Authors:
Valentina Salapura
and
Richard Harper
Affiliation:
IBM T. J. Watson Research Center, United States
Keyword(s):
Cloud Computing, High Availability, Virtualization, Automation, Enterprise Class.
Related
Ontology
Subjects/Areas/Topics:
Cloud Computing
;
Cloud Computing Enabling Technology
;
Cloud Ilities (Scalability, Availability, Reliability)
;
Cloud Optimization and Automation
;
Monitoring of Services, Quality of Service, Service Level Agreements
;
Virtualization Technologies
Abstract:
In this paper, we outline and illustrate concepts that are essential to achieve fast, highly scalable virtual
machine planning and failover at the Virtual Machine (VM) level in a data center containing a large number
of servers, VMs, and disks.
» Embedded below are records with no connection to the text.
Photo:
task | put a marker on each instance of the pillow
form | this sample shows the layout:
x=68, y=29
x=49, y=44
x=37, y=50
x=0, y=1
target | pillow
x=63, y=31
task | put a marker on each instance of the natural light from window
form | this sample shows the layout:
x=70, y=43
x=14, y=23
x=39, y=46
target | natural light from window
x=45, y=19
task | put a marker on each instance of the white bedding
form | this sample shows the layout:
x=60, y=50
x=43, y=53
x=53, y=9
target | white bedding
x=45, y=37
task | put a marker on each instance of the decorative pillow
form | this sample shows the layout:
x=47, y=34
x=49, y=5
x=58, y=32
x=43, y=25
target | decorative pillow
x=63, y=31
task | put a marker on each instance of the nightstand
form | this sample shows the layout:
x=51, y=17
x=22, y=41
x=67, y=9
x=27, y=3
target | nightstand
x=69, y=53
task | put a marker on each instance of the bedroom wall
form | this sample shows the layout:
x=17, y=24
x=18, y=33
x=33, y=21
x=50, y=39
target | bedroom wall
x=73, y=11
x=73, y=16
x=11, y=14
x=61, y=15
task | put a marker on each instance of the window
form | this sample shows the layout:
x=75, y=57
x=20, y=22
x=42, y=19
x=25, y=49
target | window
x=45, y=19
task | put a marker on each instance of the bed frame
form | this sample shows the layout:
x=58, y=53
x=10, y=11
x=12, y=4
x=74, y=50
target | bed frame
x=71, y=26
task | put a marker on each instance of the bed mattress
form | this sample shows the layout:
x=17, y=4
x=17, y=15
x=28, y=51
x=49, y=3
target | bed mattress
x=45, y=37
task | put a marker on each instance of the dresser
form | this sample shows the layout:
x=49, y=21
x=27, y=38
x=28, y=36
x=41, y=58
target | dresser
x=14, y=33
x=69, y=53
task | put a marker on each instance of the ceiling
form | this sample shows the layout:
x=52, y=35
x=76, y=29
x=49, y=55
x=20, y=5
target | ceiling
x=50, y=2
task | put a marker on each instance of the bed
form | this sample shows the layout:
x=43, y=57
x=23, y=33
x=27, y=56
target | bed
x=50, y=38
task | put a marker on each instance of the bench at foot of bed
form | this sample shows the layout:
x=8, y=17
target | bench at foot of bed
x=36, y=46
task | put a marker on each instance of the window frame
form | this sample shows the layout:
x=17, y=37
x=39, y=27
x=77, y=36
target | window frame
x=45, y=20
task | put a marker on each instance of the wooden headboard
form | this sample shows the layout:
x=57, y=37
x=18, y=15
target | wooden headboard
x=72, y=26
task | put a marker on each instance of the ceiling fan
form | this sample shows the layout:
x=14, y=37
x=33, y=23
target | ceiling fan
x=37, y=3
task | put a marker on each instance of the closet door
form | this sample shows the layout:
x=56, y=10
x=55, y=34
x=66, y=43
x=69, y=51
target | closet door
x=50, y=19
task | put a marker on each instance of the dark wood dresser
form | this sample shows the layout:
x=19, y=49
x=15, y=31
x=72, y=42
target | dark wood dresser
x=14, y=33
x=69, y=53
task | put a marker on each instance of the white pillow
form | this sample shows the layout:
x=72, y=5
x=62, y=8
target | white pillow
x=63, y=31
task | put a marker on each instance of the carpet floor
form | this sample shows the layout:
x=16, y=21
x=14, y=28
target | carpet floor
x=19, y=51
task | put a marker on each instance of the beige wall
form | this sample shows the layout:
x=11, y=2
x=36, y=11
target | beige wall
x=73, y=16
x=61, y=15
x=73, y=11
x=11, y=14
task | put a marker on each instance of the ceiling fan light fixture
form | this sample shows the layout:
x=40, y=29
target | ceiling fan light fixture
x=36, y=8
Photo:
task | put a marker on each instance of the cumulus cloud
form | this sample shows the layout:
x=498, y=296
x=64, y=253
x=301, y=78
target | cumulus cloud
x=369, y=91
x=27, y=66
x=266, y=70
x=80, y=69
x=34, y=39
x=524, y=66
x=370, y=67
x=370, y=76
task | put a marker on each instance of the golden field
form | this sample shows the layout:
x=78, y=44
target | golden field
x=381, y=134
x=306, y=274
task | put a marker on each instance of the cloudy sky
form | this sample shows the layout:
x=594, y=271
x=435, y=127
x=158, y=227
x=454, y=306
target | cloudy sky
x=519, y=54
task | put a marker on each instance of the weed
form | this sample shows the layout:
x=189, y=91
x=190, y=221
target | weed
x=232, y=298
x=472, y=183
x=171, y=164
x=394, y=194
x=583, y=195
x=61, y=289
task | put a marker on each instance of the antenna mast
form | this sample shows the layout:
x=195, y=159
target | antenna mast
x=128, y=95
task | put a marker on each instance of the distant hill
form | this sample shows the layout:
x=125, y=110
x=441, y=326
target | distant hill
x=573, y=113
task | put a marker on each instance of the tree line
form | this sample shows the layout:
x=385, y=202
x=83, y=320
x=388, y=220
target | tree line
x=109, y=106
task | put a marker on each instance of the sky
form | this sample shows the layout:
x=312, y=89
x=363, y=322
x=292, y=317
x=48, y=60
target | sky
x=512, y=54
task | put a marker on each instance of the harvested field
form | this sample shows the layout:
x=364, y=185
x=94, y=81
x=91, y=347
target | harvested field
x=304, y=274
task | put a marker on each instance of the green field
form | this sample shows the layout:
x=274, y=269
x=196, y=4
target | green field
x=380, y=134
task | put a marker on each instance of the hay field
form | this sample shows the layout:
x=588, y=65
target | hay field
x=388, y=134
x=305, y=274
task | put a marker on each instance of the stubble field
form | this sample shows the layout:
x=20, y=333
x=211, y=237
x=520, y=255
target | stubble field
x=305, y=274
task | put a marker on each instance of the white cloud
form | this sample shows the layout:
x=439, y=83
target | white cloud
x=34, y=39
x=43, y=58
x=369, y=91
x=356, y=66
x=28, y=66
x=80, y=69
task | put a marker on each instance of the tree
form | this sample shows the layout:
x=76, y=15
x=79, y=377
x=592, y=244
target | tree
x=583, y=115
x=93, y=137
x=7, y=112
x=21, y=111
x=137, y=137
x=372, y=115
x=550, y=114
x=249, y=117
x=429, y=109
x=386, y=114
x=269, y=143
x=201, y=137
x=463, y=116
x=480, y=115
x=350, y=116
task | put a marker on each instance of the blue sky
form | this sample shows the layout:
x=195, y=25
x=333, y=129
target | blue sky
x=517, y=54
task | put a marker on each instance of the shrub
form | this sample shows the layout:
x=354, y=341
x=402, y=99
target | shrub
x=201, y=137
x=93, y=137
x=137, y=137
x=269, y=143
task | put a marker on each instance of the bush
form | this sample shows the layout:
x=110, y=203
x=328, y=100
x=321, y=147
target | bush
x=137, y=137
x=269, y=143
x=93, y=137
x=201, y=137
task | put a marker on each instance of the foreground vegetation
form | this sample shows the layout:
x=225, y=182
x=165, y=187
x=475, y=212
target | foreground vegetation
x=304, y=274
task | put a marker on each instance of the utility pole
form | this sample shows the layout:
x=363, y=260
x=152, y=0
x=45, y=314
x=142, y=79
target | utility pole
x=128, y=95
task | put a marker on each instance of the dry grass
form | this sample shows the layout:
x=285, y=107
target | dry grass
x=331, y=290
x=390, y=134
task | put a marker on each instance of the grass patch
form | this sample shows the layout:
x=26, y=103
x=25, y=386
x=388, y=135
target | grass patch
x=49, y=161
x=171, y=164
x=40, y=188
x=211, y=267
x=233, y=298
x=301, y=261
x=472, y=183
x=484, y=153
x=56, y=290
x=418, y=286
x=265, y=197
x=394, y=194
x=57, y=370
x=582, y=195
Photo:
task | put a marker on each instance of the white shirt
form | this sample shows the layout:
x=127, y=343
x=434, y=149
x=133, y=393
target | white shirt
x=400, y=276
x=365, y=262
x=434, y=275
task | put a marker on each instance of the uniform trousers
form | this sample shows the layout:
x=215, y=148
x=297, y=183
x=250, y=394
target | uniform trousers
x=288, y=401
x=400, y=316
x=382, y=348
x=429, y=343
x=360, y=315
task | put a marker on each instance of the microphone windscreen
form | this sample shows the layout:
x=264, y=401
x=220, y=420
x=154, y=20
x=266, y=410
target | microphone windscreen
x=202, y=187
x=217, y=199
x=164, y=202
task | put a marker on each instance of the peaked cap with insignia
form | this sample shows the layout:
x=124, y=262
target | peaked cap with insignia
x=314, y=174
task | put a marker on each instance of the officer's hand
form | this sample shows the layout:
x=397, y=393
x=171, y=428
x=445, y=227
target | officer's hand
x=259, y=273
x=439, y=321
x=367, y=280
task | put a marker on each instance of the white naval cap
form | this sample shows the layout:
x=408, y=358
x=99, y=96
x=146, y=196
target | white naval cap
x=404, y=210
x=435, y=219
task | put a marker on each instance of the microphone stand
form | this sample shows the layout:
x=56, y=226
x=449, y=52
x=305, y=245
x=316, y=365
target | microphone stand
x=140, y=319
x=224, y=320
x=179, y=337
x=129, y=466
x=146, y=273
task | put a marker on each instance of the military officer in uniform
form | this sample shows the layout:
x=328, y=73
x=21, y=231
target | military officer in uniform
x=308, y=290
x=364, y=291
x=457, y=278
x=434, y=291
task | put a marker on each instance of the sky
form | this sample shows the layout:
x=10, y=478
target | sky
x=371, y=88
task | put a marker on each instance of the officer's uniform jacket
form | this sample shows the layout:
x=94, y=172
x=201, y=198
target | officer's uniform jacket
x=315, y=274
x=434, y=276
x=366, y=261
To illustrate the concepts a solution is implemented and analyzed for IBM’s
Cloud Managed Services enterprise cloud. The solution enables at-failover-time planning, and keeps the
recovery time within tight service level agreement (SLA) allowed time budgets via parallelization of
recovery activities. The initial serial failover time was reduced for an order of magnitude due to parallel VM
restart, and to parallel VM restart combined with parallel storage device remapping.